Touch Sight: A Camera For the Blind

Touch Sight: A Camera For the Blind
Arts & Culture
Dan Gould
  • 13 august 2008

This is one of the most interesting and amazing inventions we’ve seen in a while. The Touch Sight ‘camera’ is a way for blind people to capture memories of a moment. Instead of grabbing an image, the Touch Sight records sound for three seconds after pressing the shutter button. A malleable 3D braille display also renders an embossed image so users can feel the photo. These sense-photos can be saved on the camera for playback and can be downloaded by other Touch Sight devices.

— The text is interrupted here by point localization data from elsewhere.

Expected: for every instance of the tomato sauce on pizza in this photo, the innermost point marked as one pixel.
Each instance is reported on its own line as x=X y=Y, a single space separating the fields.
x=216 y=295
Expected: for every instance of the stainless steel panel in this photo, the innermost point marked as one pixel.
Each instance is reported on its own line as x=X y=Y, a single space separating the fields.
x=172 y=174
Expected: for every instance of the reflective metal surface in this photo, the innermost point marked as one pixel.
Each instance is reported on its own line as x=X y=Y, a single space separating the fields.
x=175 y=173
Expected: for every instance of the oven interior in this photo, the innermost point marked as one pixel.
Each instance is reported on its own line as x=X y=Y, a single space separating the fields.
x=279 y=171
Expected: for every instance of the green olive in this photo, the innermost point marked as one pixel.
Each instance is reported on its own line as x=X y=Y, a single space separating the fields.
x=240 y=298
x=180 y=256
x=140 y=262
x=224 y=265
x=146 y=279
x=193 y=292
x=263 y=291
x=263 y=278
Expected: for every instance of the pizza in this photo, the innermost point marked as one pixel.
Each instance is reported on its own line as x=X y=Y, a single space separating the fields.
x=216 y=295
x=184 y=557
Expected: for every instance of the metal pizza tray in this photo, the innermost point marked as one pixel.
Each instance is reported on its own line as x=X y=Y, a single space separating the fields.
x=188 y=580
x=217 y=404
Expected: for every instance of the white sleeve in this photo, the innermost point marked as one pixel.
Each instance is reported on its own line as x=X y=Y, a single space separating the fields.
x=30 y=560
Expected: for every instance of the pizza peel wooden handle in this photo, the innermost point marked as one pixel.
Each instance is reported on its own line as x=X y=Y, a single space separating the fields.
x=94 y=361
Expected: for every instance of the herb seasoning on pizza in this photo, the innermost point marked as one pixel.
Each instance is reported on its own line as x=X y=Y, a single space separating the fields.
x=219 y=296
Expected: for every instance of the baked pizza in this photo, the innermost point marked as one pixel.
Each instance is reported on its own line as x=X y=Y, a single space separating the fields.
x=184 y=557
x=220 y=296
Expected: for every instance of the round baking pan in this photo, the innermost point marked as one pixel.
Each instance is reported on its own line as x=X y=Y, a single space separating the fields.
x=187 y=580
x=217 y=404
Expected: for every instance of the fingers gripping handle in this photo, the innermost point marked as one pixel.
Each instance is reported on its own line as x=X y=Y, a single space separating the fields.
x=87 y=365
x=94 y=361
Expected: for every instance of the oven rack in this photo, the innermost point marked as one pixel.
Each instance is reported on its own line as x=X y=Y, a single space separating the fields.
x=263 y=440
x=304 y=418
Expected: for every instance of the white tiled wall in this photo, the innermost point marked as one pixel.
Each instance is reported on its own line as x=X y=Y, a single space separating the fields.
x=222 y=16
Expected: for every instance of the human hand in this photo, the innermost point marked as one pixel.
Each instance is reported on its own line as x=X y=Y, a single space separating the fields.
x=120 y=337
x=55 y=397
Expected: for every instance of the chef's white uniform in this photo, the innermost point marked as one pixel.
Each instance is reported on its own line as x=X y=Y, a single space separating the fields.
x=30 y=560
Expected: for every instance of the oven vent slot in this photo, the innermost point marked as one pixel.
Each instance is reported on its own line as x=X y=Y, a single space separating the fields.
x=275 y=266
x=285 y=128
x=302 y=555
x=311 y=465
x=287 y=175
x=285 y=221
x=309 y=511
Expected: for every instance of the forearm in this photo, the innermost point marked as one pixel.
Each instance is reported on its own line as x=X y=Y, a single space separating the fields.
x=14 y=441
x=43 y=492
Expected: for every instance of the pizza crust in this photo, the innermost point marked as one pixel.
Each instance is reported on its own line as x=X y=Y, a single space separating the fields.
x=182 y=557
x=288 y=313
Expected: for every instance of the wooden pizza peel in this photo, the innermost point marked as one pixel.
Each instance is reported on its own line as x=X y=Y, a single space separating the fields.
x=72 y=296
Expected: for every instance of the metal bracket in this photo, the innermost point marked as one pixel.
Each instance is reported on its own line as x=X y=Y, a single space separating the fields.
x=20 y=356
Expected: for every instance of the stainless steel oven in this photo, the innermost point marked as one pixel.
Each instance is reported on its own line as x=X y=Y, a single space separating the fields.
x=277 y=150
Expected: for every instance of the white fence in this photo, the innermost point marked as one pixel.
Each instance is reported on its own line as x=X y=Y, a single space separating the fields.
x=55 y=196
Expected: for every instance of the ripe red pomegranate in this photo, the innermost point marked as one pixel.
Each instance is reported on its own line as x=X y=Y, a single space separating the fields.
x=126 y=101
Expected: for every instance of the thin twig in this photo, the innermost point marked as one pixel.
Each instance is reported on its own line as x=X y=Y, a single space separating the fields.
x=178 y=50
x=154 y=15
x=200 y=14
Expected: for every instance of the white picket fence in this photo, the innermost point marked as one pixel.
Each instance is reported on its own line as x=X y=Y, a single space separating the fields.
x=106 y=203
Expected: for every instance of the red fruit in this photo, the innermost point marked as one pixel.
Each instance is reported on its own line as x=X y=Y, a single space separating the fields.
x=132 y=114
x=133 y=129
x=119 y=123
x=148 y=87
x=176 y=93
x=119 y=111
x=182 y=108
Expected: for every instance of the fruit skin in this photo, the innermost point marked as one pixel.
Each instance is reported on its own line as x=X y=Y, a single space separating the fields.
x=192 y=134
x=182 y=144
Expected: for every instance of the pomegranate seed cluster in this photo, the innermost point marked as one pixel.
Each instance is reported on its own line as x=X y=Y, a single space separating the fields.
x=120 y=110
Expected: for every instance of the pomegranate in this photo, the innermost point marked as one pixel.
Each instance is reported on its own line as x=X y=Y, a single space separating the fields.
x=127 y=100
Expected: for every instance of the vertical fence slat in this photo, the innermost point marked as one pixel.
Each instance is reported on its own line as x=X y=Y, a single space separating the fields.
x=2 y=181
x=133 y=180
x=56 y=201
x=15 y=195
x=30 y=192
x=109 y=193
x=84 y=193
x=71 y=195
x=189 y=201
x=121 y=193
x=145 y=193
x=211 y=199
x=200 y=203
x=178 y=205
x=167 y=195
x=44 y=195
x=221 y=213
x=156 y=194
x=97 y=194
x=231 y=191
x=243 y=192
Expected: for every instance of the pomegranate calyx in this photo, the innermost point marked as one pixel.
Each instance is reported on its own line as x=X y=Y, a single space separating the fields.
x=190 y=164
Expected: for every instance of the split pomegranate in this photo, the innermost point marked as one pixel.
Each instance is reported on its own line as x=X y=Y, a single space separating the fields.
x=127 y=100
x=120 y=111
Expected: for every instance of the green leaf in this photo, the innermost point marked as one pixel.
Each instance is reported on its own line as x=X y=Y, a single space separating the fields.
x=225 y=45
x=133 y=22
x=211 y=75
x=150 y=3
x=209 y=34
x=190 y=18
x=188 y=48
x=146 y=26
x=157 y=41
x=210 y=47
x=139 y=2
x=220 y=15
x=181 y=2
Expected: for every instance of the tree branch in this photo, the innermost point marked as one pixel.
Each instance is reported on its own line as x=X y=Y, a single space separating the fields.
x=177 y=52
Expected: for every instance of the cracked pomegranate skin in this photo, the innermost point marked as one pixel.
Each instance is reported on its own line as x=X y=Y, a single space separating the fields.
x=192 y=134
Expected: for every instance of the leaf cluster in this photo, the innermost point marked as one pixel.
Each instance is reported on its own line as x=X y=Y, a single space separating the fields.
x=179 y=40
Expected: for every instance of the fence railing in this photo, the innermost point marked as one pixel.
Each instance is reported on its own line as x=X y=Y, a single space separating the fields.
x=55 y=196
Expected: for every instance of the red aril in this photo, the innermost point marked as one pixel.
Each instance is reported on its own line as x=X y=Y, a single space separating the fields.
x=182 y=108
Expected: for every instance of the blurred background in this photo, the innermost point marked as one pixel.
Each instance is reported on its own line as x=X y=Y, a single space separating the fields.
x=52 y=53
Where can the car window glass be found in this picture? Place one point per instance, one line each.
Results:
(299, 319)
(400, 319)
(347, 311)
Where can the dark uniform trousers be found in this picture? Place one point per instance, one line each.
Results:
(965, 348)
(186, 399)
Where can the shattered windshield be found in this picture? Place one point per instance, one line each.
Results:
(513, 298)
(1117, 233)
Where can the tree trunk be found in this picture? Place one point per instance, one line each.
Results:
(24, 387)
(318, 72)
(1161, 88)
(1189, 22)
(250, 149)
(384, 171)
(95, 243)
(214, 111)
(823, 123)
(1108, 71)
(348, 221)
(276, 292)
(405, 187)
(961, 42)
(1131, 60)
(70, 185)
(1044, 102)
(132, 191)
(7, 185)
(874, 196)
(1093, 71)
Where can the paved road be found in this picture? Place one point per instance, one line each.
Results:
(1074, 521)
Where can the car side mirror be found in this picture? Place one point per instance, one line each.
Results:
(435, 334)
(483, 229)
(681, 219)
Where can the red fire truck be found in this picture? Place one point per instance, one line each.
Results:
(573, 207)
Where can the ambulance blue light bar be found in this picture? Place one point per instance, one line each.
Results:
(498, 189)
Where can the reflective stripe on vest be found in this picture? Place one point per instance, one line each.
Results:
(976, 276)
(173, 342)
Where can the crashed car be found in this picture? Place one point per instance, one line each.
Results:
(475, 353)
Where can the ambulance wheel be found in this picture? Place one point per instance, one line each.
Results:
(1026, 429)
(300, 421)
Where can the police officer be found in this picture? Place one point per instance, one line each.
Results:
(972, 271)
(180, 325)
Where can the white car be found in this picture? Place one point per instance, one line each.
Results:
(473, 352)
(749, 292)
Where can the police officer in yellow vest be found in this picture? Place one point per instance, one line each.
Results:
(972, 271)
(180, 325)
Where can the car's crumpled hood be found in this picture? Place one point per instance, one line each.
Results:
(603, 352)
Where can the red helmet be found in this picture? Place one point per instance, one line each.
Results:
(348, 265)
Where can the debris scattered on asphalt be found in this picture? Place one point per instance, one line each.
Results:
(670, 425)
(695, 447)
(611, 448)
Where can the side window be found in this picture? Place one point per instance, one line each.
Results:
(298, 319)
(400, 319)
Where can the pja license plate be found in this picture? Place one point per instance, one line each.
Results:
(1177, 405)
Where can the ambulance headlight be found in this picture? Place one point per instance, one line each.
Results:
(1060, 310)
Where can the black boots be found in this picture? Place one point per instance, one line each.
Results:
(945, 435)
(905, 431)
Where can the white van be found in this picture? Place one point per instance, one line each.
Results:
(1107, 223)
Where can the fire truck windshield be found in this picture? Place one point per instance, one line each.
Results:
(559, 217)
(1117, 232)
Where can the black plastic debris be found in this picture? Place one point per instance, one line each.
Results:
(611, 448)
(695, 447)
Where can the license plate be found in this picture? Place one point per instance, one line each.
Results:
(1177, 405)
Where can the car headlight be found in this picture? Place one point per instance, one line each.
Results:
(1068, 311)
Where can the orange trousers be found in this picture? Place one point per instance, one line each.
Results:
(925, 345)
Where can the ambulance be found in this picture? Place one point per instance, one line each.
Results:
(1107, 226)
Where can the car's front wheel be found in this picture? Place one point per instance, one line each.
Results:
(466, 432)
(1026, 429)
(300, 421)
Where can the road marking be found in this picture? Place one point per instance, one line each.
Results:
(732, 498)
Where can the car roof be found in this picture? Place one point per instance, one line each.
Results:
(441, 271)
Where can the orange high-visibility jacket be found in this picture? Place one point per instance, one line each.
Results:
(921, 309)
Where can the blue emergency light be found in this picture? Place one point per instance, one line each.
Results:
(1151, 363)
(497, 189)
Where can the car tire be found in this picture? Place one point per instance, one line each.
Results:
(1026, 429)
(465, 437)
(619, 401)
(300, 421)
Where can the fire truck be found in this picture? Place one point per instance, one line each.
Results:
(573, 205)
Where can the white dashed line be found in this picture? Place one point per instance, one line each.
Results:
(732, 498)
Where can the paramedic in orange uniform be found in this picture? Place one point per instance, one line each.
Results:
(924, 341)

Yanko Design explores some of the research behind the camera:

One interesting aspect discovered by Chueh in his research is that holding the camera to the forehead is the optimal position for this device. He discovered that “at the Beit Ha’iver (Center for the Blind) in Herzliya, Israel, the instructor who teaches a photography course for the visually impaired discovered that holding the camera to the forehead, like a third eye, is the best way for them to stabilize and aim the camera. The instructor also found the visually impaired have no problems estimating distances, since their sense of hearing is especially sharp. Every rustle of wind in the trees catches their attention and can be used to judge distances. Other senses come into play as well. The heat of the sun or a lamp in a living room, for example, signals a direct source of light. They regularly use their non-visual senses to feel the world and manifest it into a mental photograph.”